Die gaaien daarentegen zijn eerder te lief! Afgelopen zomer hoorde ik een hels kabaal op het binnenterrein; twee gaaien gingen woedend te keer tegen een paar kraaien die het gaaiennestje hadden leeggeroofd. Toen ik even later op het binnenterrein was zag ik drie kleine gaaienlijkjes liggen. Triest. Die kraaien hadden niet eens de moeite genomen dit lekkere hapje op te peuzelen

Al die kleine vogeltjes zijn echt leuk: roodborstjes, vinkjes, mussen, en ook de wat grotere: merels en lijsters.

Het vervelende van de grotere vogels is dat ze kleinere verjagen. Maar vreemd genoeg: van de grootste van die vogels, de duif is vrijwel geen klein vogeltje bang. Ja, als de duif met zijn vleugels klapt dat vliegen er wel wat kleintjes op maar die zijn ook zo weer terug op hun ouwe stek.
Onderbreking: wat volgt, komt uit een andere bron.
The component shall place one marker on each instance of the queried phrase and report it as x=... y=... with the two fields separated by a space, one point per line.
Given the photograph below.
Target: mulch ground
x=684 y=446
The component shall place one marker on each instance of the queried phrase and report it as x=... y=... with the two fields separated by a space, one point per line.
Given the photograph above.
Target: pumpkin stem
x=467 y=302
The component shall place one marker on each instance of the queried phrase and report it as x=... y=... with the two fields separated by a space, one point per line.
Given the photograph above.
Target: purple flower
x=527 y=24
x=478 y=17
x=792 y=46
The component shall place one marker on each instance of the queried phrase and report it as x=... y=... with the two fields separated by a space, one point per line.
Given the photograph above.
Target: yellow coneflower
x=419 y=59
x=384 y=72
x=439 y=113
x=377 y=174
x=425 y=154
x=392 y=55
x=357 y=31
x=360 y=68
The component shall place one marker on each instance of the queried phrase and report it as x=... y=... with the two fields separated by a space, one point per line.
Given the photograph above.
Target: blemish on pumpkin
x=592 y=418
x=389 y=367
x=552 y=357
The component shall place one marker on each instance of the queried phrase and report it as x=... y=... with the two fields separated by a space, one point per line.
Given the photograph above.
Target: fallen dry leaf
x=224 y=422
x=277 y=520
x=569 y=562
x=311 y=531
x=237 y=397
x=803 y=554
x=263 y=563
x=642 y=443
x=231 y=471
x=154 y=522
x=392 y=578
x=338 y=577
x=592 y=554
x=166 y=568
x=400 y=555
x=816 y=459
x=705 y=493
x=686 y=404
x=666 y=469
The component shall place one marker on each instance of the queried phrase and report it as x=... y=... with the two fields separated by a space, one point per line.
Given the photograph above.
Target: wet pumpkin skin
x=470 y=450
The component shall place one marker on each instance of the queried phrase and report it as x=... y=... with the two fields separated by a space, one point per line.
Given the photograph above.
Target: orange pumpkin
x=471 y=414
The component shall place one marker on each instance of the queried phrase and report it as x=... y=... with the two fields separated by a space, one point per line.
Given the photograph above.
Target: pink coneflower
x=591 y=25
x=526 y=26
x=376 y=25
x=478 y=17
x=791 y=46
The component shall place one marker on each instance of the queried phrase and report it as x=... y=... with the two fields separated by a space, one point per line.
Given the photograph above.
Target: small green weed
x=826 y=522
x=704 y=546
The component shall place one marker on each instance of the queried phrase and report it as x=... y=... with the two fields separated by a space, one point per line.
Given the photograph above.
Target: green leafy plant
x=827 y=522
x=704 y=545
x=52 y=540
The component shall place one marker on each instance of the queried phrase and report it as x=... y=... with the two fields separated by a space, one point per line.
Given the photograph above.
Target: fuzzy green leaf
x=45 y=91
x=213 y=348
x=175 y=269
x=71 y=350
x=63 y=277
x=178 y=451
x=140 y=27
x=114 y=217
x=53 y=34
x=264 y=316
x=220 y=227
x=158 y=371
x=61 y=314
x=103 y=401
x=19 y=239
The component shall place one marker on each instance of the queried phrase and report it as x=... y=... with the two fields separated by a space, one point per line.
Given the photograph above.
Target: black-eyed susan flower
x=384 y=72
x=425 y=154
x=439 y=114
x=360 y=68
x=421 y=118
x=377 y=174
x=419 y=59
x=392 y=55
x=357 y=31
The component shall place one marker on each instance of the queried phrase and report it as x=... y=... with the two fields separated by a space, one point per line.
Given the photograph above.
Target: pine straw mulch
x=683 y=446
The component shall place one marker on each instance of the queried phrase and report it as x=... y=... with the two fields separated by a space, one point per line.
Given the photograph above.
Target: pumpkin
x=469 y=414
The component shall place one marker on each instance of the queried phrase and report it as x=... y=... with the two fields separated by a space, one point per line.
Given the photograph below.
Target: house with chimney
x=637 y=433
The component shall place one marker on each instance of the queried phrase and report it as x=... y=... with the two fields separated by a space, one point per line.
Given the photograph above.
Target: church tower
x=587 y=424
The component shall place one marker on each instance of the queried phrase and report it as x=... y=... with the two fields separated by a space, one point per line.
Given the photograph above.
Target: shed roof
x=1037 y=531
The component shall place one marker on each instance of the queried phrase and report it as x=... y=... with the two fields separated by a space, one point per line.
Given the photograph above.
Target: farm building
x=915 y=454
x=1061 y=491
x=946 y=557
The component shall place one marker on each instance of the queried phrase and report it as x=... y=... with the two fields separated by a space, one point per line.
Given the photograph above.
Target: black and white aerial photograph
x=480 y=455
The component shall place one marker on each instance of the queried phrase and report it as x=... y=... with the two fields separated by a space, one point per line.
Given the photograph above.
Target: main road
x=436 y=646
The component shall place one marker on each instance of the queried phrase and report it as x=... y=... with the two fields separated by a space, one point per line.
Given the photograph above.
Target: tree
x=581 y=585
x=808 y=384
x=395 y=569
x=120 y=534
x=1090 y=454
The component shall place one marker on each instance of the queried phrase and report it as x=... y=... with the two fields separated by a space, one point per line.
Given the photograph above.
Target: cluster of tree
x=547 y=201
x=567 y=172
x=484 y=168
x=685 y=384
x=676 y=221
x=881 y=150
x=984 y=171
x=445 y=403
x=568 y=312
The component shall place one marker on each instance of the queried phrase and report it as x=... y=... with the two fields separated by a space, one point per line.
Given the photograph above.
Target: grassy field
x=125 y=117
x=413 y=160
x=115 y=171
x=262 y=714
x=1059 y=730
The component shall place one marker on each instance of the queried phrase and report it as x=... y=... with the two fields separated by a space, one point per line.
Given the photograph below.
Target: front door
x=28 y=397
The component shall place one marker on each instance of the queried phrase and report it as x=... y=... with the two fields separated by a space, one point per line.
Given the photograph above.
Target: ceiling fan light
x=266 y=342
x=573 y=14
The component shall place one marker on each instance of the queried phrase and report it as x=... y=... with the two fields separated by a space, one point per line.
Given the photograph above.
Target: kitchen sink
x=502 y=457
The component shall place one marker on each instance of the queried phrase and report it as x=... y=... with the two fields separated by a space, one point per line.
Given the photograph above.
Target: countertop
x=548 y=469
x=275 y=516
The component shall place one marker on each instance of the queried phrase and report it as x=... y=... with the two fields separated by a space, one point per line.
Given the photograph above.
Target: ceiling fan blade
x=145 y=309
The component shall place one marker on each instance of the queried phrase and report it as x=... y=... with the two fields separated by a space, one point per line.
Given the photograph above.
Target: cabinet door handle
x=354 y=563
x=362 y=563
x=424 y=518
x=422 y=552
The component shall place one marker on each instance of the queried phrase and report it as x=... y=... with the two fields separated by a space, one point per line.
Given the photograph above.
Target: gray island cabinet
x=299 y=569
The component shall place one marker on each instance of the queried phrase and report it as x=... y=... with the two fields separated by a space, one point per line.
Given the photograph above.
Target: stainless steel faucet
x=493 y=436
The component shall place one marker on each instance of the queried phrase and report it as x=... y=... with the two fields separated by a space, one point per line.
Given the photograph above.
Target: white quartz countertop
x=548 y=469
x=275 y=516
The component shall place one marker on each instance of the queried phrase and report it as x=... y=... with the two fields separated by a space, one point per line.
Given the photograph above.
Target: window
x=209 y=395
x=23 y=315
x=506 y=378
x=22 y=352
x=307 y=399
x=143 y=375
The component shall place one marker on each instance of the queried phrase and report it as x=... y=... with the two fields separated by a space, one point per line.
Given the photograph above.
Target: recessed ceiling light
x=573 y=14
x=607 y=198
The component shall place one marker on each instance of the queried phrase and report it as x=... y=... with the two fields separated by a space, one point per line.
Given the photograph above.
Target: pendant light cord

Opeens had ik er dus schoon genoeg van, van al die stront op mijn balkonnetje.  Laatst ging mijn visite op het balkonnetje staan kijken naar het vuurwerk voor het een of ander. In een mum van tijd was alle vogelpoep mijn huis in gelopen. En vorige week wilde ik wat glaswerk weggooien in mijn eigen glasbak gleed ik uit over die verraderlijk gladde kakkederrie … lag ik in een spagaat op mijn balkonnetje. Dat was voor mij de limit. Ik heb al het vogelvoer dat ik nog in voorraad had op het binnenterrein opgehangen.

Sindsdien is het een stuk rustiger bij mij op het balkonnetje en schoner.